Although much of the publicity surrounding solar-cell research focuses on experimental findings, it’s no surprise that computational experts are using their computers to search for promising candidate molecules. It may be surprising, however, to learn that they are doing much of the job with other people’s computers. At Harvard University, Johannes Hachmann, a postdoc working with chemistry professor Alán Aspuru-Guzik, and coworkers carry out these calculations via a large distributed computing network. By signing up, participants around the world allow their computers to be used when they would otherwise be idle.
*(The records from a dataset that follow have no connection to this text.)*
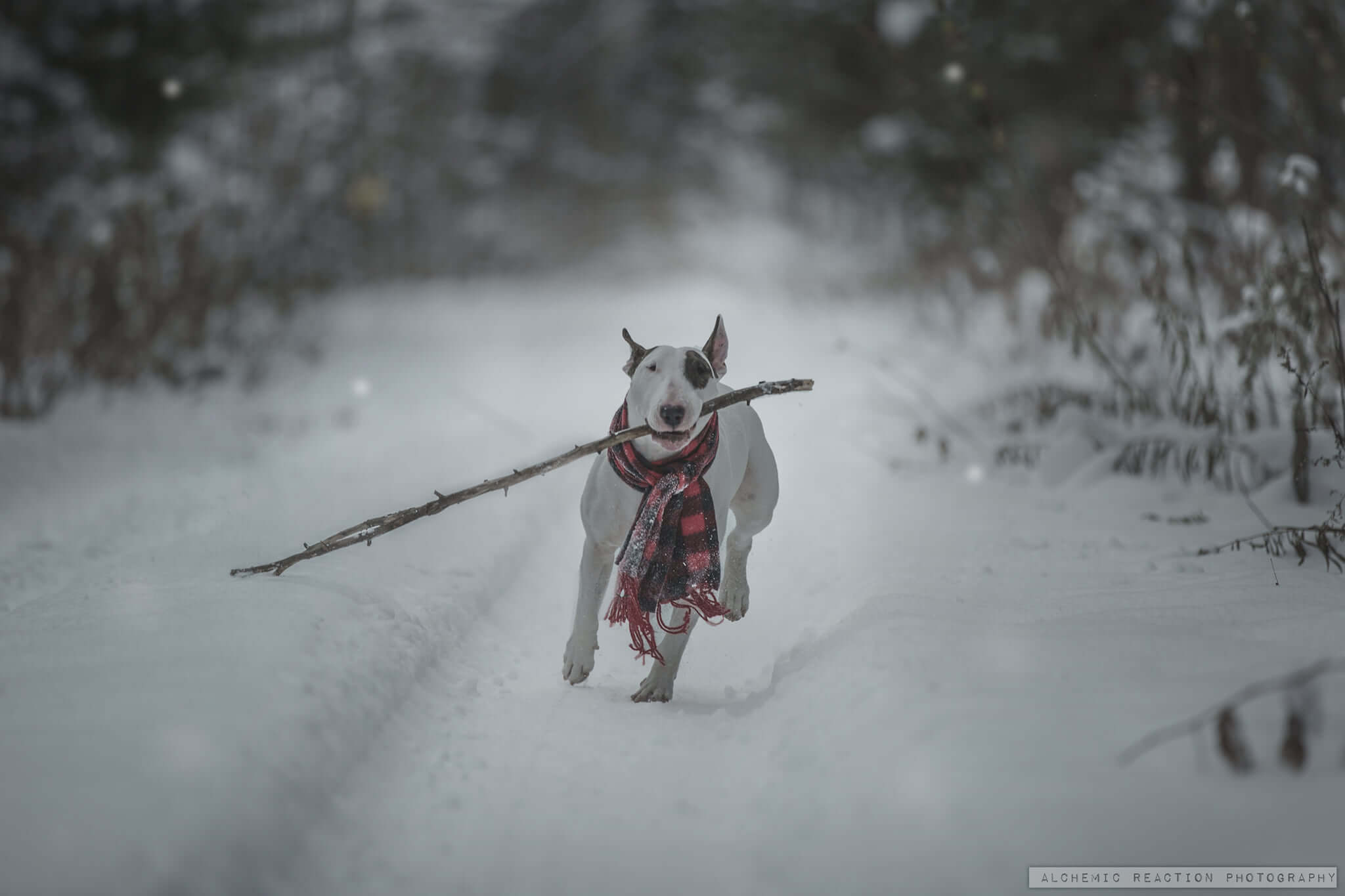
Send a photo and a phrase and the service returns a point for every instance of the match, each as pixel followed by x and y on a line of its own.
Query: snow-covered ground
pixel 929 696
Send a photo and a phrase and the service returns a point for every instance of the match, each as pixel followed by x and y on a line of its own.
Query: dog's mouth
pixel 671 440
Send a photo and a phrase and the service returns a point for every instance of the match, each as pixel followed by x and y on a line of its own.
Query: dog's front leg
pixel 658 685
pixel 595 572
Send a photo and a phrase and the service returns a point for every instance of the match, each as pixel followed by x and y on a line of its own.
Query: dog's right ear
pixel 638 354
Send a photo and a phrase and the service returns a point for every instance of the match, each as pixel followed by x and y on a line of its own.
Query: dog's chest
pixel 724 477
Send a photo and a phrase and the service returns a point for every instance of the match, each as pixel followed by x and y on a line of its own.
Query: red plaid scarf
pixel 671 554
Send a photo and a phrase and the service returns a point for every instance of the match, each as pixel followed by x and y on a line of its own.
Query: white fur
pixel 743 479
Hachmann notes that the second phase of this effort, called the Clean Energy Project, began this summer. “During the first month we already screened nearly 200,000 molecules in 2 million quantum chemistry calculations,” he says.

The process of designing new organic compounds for photovoltaics, calculating their properties, synthesizing and purifying the molecules, analyzing the films formed from them, and testing the solar cells in which they are incorporated is lengthy indeed. “It takes several weeks to put a new polymer through the battery of tests,” Konarka’s Gaudiana says. “It’s a slow process and requires a lot of work,” he admits, “but it’s the only way to understand what’s going on in detail. Without that level of understanding, there’s little chance for improvement.”